Airbnb. Protestos travam concurso que oferecia uma noite na Grande Muralha da China

A plataforma de alugueres de curta duração tinha organizado um concurso cujo vencedor podia dormir no monumento Chinês. Face a uma onda de descontentamento, a ideia caiu por terra.

Alberto Frias/LUSA

A plataforma de aluguer temporário de casas de férias Airbnb desistiu da ideia de criar um concurso onde os vencedores poderiam passar uma noite numa das antigas torres da Grande Muralha da China. Na origem da decisão está a onda de protestos que começaram a circular pela internet, levados a cabo por uma grande franja do povo chinês que estava preocupada com a probabilidade de se danificar um dos mais importantes monumentos nacionais.

“Apesar de existir um acordo que serviu de base para o anuncio deste concurso, nós respeitamos profundamente o feedback que temos recebido”, afirmou a empresa num comunicado oficial. “Decidimos não avançar com esta ideia e, em vez disso, estamos a trabalhar no sentido de organizar outras experiências e iniciativas que promovam a China enquanto destino turístico”.

Na declaração inicial sobre este concurso, o presidente da Airbnb China, Nathan Blecharczyk, afirmou que a empresa trabalhou com vários historiadores e especialistas em conservação de Pequim no projeto. O comunicado incluía ainda imagens de um quarto, em tudo semelhante a um hotel, montado numa das torres.
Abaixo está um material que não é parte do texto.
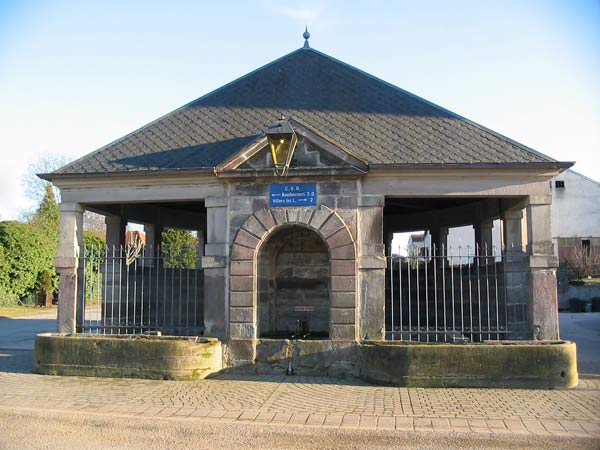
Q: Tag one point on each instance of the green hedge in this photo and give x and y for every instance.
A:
(26, 252)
O concurso em questão visava promover o turismo sustentável neste país asiático.

A Grande Muralha tem quase 21 mil quilómetros de extensão e mais de 2000 anos. Apesar de muitos segmentos da muralha já terem sido restaurados, por causa dos turistas, — alguns deles até já estão rodeados de restaurantes de fast-food, um teleférico e até um percurso de tobogã –, muitos segmentos continuam num estado bastante frágil, tendo alguns já caído na degradação acentuada. O estado da muralha tem sido um assunto muito discutido na China, onde a importância patrimonial desta construção é incomensurável.

Numa declaração oficial, a Comissão de Assuntos Culturais do distrito de Yanqing, em Pequim — que está responsável pela secção da muralha que o Airbnb planeava usar — afirmou que não tinha aprovado a realização do concurso porque este não funcionava a favor da preservação do monumento.

Muitos dos protestos fizeram-se ouvir na Weibo, a rede-social chinesa.